The scene with the Pigeon sisters in THE ODD COUPLE -- very funny and affecting (I know -- I'm big on male crying scenes).

Another favorite of mine is the scene in PSYCHO where Martin Balsam as Detective Arbogast is questioning Anthony Perkins as Norman. I just love the realistic-sounding dialogue and the whole eerie,_ film noir_ look of the scene.

The sequence in THE PIANIST where Szpilman (Adrien Brody) meets Hosenfeld (Thomas Kretschmann).


----------



## PetrB

Death-- coming and going through mirrors -- in Jean Cocteau's _Orphée._


----------



## Posie

On Madame Butterfly:

“Gallimard: It's... a pure sacrifice. He's unworthy, but what can she do? She loves him so much. It's a very beautiful story.

Song: Well, yes, to a Westerner.

Gallimard: Excuse me?

Song: It's one of your favorite fantasies, isn't it? The submissive Oriental woman and the cruel white man.” 

-from M. Butterfly


----------



## Silkenblack

Scene from Godfather II; arriving to the new world. A moment with heart-wrenching music.


----------



## Couac Addict

The President's phone call in Dr. Strangelove...


----------



## hpowders

Casablanca: Final scene: 

"We always had Paris. Here's looking at YOU, kid!"
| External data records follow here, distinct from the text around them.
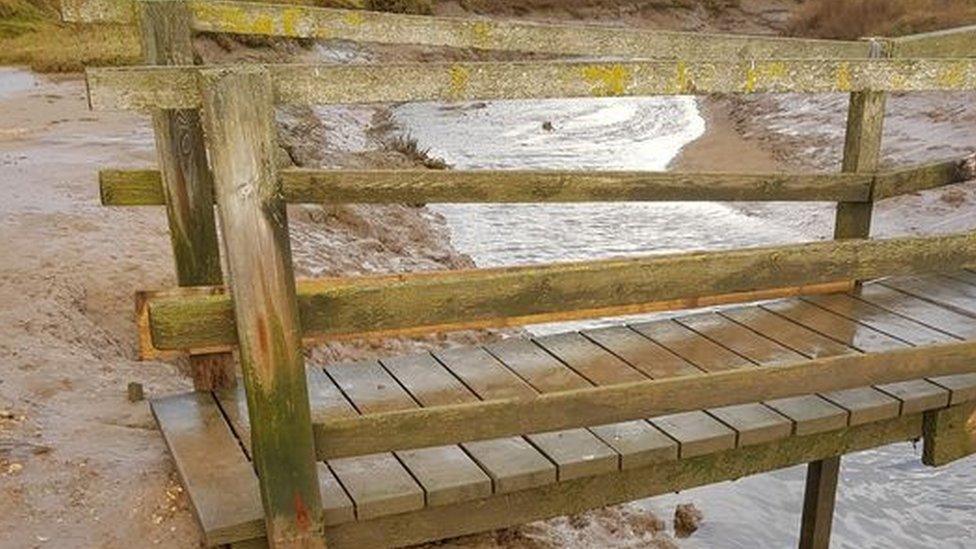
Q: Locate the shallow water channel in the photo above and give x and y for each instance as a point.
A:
(886, 497)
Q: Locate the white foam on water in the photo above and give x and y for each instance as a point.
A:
(886, 498)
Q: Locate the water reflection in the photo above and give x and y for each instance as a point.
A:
(886, 497)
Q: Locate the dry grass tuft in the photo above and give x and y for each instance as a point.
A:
(852, 19)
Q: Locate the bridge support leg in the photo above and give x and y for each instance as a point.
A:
(187, 183)
(818, 503)
(238, 115)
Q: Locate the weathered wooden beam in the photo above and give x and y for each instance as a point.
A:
(403, 430)
(818, 502)
(462, 299)
(142, 88)
(239, 118)
(958, 42)
(139, 187)
(925, 176)
(428, 186)
(143, 187)
(949, 434)
(185, 181)
(592, 492)
(490, 34)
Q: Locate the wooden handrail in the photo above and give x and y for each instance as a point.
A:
(143, 187)
(410, 429)
(532, 294)
(145, 88)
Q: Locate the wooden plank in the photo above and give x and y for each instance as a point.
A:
(923, 177)
(216, 474)
(568, 409)
(480, 33)
(461, 299)
(957, 42)
(239, 120)
(880, 319)
(753, 423)
(433, 385)
(637, 442)
(186, 181)
(847, 316)
(297, 84)
(378, 484)
(337, 507)
(580, 495)
(949, 434)
(502, 186)
(446, 473)
(806, 414)
(653, 360)
(818, 503)
(956, 297)
(919, 310)
(493, 34)
(576, 452)
(796, 324)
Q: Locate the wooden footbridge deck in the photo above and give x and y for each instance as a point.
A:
(417, 495)
(818, 349)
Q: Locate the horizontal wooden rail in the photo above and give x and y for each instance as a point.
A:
(145, 88)
(508, 296)
(143, 187)
(958, 42)
(410, 429)
(924, 176)
(481, 33)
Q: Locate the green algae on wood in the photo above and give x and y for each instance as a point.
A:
(164, 87)
(239, 119)
(452, 299)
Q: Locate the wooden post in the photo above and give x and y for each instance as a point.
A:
(238, 115)
(862, 154)
(188, 186)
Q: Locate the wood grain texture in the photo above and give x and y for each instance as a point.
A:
(186, 182)
(239, 120)
(452, 300)
(491, 34)
(625, 402)
(146, 88)
(587, 493)
(949, 434)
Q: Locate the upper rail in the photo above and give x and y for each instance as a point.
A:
(392, 28)
(146, 88)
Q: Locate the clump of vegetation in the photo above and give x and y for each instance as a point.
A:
(852, 19)
(31, 33)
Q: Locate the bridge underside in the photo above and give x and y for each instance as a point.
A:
(421, 495)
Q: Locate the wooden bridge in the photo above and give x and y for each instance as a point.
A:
(835, 347)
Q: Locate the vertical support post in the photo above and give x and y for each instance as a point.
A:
(862, 154)
(818, 503)
(238, 115)
(167, 40)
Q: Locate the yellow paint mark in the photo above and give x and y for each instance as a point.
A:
(684, 81)
(752, 78)
(482, 34)
(459, 80)
(290, 18)
(354, 18)
(952, 77)
(607, 80)
(263, 24)
(843, 78)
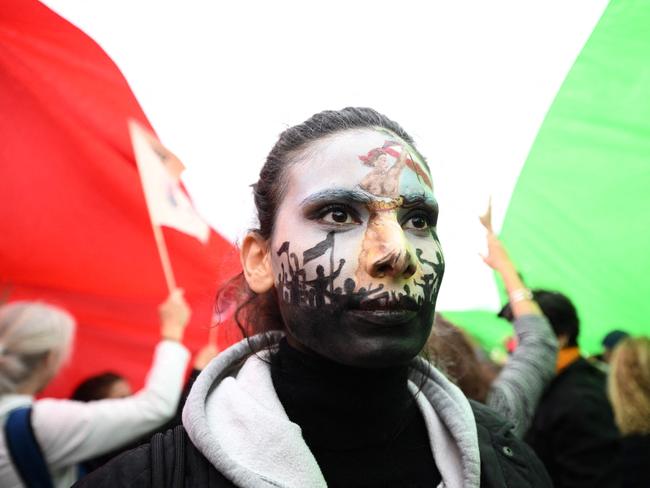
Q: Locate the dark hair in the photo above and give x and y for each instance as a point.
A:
(559, 311)
(96, 387)
(259, 312)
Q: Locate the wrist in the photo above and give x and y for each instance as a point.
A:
(520, 294)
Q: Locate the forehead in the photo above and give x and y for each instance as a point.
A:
(335, 162)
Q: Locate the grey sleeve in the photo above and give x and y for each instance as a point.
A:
(518, 388)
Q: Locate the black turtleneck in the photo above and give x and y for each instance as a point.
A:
(362, 425)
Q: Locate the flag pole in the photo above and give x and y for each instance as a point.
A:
(164, 256)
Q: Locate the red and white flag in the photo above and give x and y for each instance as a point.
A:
(74, 225)
(160, 172)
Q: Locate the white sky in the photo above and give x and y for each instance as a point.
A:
(470, 80)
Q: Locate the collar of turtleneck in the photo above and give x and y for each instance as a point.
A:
(340, 406)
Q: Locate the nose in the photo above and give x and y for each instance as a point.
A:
(389, 252)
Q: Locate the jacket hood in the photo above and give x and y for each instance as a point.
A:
(234, 418)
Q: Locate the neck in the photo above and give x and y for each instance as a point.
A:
(340, 405)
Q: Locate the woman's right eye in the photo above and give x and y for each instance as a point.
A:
(337, 216)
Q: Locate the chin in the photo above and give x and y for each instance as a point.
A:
(353, 340)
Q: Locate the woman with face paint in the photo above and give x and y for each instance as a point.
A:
(339, 287)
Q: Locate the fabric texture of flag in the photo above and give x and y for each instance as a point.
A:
(160, 171)
(74, 223)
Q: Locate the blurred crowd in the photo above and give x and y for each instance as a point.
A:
(318, 397)
(587, 418)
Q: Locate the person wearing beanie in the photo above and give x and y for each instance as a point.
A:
(573, 431)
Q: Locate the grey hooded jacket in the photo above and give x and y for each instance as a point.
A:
(236, 433)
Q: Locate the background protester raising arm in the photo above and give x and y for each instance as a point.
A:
(69, 432)
(517, 389)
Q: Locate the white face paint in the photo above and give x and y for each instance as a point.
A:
(355, 253)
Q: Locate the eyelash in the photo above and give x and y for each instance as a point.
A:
(430, 220)
(321, 213)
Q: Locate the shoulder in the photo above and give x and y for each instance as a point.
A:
(505, 459)
(169, 459)
(131, 469)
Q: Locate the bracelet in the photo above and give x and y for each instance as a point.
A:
(520, 294)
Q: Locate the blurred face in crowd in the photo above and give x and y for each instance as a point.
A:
(354, 254)
(119, 389)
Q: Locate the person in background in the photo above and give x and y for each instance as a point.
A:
(339, 289)
(609, 343)
(101, 386)
(629, 391)
(35, 341)
(454, 353)
(573, 431)
(112, 385)
(516, 390)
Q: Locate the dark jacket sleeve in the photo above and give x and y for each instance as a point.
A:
(506, 461)
(130, 469)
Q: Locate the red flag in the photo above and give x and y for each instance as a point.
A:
(74, 228)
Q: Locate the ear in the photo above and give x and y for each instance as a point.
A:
(256, 261)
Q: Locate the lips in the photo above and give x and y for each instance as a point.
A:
(402, 304)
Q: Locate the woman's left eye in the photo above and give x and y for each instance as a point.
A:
(417, 222)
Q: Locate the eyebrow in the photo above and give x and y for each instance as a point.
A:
(338, 194)
(363, 197)
(414, 199)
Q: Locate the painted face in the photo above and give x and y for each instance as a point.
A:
(355, 254)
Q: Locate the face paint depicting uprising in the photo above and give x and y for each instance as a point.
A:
(356, 256)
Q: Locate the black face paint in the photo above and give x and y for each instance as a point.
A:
(368, 327)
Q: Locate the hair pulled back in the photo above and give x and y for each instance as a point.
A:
(29, 331)
(259, 312)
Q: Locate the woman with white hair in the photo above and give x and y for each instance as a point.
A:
(55, 435)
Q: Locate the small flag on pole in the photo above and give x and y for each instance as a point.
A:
(160, 173)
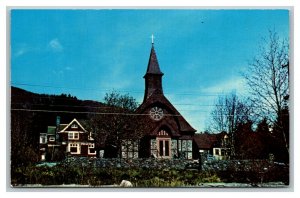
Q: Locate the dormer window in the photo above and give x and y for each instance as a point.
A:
(51, 138)
(73, 135)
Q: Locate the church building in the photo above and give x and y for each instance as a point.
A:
(167, 134)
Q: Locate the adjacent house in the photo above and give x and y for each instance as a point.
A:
(66, 139)
(215, 145)
(163, 132)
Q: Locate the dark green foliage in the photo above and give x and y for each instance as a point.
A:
(250, 172)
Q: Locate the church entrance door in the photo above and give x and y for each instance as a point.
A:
(164, 147)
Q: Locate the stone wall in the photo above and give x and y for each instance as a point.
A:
(128, 163)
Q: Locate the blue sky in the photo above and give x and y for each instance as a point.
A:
(90, 52)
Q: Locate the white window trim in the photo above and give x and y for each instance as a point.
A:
(73, 145)
(89, 149)
(164, 147)
(51, 139)
(43, 137)
(73, 135)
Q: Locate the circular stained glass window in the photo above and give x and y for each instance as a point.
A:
(156, 113)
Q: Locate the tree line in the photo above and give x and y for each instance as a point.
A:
(258, 125)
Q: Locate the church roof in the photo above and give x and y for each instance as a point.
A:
(153, 66)
(181, 123)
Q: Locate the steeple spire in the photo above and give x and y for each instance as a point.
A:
(153, 76)
(152, 38)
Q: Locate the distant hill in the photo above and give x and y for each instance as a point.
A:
(50, 106)
(31, 113)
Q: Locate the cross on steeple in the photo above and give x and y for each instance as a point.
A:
(152, 38)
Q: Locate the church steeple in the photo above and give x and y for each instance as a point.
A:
(153, 76)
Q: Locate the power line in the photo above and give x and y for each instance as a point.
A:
(119, 90)
(88, 112)
(114, 113)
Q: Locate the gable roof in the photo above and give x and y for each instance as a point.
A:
(74, 120)
(181, 123)
(153, 66)
(51, 130)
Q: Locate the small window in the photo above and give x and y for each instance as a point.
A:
(73, 135)
(91, 146)
(43, 139)
(51, 138)
(74, 148)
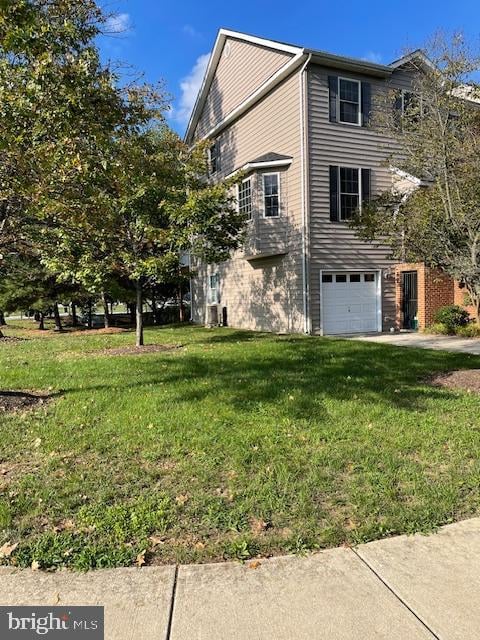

"Round up the usual suspects."

"Louis, I think this is the beginning of a beautiful friendship."


----------



## Il_Penseroso

hpowders said:


> *"Louis, I think this is the beginning of a beautiful friendship."*


Nice! Get into Emir Kusturica's Chat noir Chat blanc (if you haven't watched it), where you may enjoy the quote again in the final scene!


----------



## Il_Penseroso

Well I think they were -but - at their "highest peak" that moment:

Oh, I'd love to climb a mountain
And reach the highest peak
But it doesn't thrill me half as much
As dancing cheek to cheek

Fantastic dance!


----------



## circa

I have a new spin on this...I have a whole obscure 'species' of scenes.
I haven't seen every Greenaway film, not by a long shot. (no pun intended!) But he structures his films in a rather classical way, IMHO, and in every Greenaway film I've seen, there's a very discernable climax. Except, because his films are extreme in a way no classical drama would be, these moments have a bizarre mishmash of the absurd, the erotic or decadent, and the comical. So these scenes always feel quite unique to his films. In The Draughtsman's Contract, it is surely the lead up to the signing of the second contract. (I won't spoil for those who haven't seen it.) That Draughtman clearly can't believe his "good luck" and the fact that he now is even more in hog heaven than he thought he had been. In ZOO, I think it's the somewhat infamous tracking shot of the hall of time-lapse animal decay, and the arch dialog between Felipe and Venus that offers a minor foreshadowing of the rest of the play. He uses all the filmic conventions - especially music - to construct a real sense that "hey folks, the sh-t is hitting the fan...fasten your seatbelts."


----------



## QuietGuy

From the movie Nuts:






and this music (#1) from the same movie:


----------



## ClassicalMusicYouTube

The finale of King's Speach:






Did you know that this piece from Beethoven's 7th Symphony was originally used as a Temp Track? But composer Alexandre Desplat refused to substitute this track with his own music because the thaught, Beethoven was the perfect choice for this particular scene.


----------



## Musicforawhile

This is the opening of 'The Go-Between' and it perhaps hints at the sadness and tragedy ahead, especially with the rain on the window.


----------



## trazom




----------



## Figleaf

Bing Crosby singing True Love to Grace Kelly in High Society! Watching that, I wanted to be Grace so badly.


----------



## hpowders

Figleaf said:


> Bing Crosby singing True Love to Grace Kelly in High Society! Watching that, I wanted to be Grace so badly.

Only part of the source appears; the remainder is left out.